Agregó que “estamos trabajando con un bróker internacional que tiene oficinas en Uruguay y Chile en un acuerdo para tratar de insertarnos en algunos mercados; estamos con la idea de poder sacar próximamente 5 o 6 camiones a Uruguay y la semana que viene llega una misión de una empresa importante de Chile, siempre con la idea de retomar los mercados porque ahora el interés lo tienen los compradores”.

Más allá del cambio de aire que viven las empresas extrusoras, el directivo sostuvo que por el momento no están dadas las condiciones para recuperar puestos de trabajo perdidos.
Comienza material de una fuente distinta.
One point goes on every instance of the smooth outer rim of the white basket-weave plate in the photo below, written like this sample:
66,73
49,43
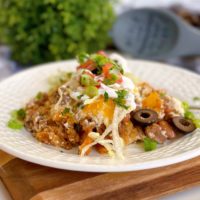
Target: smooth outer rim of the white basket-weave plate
102,168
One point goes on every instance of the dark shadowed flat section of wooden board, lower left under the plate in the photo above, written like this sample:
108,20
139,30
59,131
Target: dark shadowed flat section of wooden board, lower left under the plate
24,179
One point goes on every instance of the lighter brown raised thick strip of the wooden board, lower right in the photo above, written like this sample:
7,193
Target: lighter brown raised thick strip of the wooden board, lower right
146,184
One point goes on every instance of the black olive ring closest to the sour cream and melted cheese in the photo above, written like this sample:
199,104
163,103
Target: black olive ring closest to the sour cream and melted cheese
145,116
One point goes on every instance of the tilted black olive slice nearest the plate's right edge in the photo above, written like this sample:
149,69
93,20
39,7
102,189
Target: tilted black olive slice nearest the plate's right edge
184,125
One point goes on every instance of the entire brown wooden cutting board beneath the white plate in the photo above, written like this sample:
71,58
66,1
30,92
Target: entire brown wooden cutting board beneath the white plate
25,180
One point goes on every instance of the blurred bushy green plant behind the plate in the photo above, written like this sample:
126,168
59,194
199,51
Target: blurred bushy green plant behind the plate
47,30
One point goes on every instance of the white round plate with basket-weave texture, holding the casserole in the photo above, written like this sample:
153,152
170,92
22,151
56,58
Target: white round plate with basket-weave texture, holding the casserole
17,90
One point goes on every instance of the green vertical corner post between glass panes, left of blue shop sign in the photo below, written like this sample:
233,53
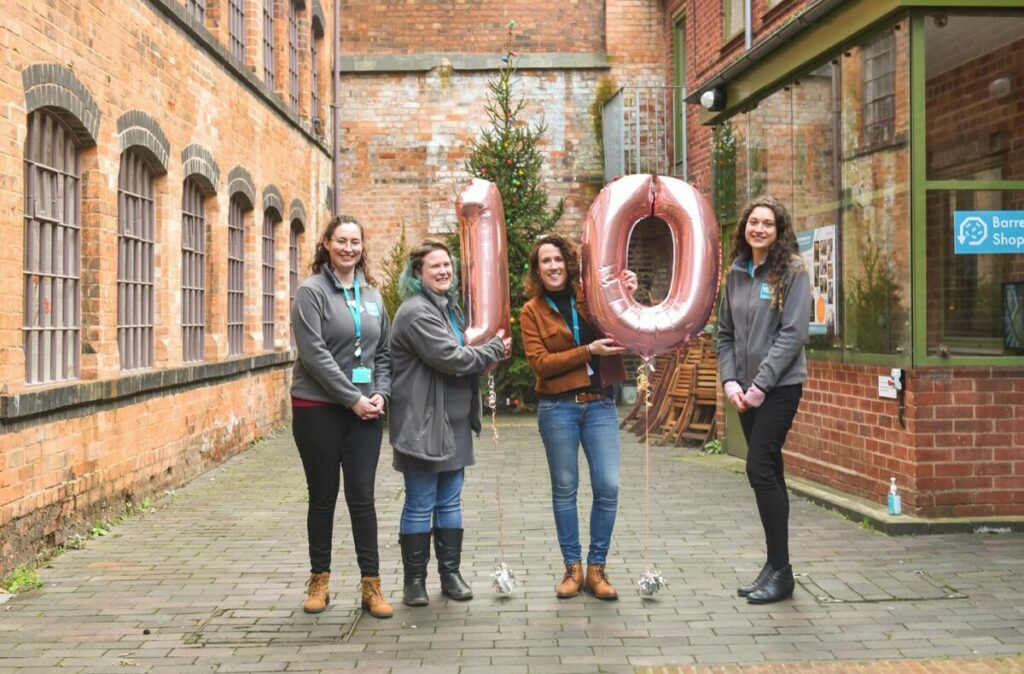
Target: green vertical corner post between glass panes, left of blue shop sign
919,208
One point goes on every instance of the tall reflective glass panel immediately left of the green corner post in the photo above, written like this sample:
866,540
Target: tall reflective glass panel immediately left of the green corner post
876,201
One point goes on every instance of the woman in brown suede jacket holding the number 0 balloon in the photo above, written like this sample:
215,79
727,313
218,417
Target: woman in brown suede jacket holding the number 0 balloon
576,370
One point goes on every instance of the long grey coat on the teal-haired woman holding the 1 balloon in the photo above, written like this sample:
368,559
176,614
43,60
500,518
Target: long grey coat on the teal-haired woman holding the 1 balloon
426,360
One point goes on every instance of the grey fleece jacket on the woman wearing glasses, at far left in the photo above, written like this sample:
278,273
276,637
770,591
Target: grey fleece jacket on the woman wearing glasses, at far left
325,336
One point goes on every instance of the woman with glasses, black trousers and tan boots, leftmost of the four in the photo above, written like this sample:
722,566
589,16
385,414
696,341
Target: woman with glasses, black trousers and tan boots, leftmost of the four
340,386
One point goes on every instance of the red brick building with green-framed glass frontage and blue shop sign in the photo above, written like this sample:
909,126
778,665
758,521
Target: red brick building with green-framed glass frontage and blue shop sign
882,124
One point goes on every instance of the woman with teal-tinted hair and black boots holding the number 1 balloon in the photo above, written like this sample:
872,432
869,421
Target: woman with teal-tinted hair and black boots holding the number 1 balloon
436,409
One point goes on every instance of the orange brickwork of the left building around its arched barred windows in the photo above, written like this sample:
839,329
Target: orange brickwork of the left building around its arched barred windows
84,453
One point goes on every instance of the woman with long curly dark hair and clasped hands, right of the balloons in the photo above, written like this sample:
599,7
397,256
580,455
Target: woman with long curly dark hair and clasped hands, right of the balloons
762,328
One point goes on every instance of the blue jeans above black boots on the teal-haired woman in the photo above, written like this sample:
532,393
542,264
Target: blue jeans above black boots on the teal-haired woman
435,497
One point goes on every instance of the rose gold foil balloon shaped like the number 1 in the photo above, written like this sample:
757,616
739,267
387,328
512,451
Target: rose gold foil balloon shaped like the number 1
485,262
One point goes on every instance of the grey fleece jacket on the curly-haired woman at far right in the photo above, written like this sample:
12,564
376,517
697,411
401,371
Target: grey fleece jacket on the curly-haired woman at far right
757,344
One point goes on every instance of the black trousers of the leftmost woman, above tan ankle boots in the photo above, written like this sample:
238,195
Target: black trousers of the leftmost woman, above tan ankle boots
333,440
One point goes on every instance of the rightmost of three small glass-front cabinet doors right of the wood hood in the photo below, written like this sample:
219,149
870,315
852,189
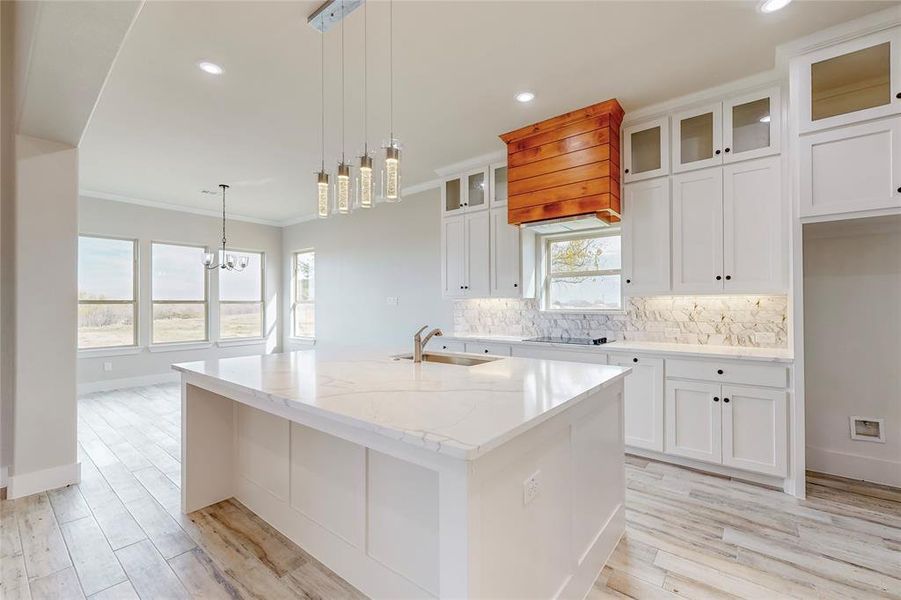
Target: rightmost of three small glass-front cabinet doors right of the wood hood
752,125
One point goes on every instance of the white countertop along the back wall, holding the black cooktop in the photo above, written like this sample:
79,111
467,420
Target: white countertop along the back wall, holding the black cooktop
698,350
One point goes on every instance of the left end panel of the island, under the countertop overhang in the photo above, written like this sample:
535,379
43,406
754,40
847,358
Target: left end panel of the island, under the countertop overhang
207,448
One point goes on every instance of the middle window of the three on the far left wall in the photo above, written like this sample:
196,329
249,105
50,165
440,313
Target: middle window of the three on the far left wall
178,294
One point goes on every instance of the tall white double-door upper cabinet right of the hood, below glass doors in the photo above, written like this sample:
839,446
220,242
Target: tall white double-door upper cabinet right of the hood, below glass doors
730,229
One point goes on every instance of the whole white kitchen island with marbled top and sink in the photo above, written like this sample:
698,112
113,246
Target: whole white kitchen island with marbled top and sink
500,478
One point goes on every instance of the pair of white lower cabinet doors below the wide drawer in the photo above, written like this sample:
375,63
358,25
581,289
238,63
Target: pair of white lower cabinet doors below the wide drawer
737,426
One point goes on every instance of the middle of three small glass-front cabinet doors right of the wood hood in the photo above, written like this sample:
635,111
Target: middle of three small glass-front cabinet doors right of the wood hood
697,138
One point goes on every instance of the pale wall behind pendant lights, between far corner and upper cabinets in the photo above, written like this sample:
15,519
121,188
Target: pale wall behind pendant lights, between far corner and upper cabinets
392,250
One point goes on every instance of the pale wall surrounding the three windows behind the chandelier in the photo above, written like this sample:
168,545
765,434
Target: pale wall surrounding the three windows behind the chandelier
105,217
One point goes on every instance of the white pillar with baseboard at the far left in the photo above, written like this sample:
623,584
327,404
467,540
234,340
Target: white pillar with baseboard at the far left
45,294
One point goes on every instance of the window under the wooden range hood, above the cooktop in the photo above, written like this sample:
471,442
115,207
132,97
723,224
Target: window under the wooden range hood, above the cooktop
583,272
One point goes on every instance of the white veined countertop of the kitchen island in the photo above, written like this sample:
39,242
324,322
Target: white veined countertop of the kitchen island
455,410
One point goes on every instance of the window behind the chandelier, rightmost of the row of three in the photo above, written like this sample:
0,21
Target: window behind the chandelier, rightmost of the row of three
241,299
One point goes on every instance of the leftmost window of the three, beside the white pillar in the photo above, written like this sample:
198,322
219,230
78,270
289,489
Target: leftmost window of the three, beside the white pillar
107,311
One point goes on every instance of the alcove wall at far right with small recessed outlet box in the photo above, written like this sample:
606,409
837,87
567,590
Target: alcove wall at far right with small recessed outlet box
852,340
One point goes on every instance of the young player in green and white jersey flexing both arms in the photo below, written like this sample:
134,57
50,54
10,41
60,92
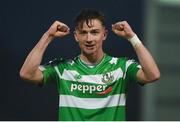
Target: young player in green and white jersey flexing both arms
93,86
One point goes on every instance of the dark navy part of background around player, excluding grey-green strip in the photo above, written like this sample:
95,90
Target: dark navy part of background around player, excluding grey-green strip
22,24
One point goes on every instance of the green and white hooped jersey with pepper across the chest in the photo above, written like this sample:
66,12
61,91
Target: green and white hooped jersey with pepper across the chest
91,94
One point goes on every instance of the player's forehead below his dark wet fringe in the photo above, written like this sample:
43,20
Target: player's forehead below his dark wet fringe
91,24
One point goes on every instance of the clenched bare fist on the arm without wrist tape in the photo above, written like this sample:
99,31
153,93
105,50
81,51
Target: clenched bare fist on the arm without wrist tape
58,29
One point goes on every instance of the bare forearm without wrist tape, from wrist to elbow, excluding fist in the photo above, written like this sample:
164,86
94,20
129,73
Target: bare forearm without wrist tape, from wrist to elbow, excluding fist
33,60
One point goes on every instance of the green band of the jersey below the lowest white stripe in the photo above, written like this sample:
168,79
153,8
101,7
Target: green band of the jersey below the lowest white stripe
104,114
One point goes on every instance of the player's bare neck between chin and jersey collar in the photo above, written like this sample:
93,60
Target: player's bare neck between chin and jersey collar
92,58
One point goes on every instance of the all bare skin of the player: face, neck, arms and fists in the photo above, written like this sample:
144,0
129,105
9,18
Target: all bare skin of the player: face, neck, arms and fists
90,39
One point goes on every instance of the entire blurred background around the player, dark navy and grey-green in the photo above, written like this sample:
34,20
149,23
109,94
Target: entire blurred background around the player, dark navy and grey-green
22,24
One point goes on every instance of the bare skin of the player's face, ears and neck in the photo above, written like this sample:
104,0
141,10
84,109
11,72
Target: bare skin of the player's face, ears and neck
90,41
“El año pasado se dio una contracción muy fuerte por la caída del volumen de procesamiento y casi todas las plantas redujeron empleados. Se trabajó mucho en la eficiencia interna para bajar costos, fundamentalmente de energía. De hecho estamos trabajando ahora con la Dirección de Eficiencia Energética de la Provincia para hacer un diagnóstico de las empresas y mejorar los puntos de ineficiencia en las plantas; también venimos desarrollando tareas con el INTA para incrementar los rendimientos industriales, como la extracción de aceite. Fue un año de achique y de trabajar hacia adentro en los ajustes. Hoy se está dando un aumento del nivel de procesamiento, pero se los hace con el personal existente; no se trabaja los fines de semana porque cuesta más caro, además está el tema de los francos. Antes había una rotación para cubrir los francos; con el ajuste eso ya no está”.

Pablo Correa.  Redacción Puntal Villa María.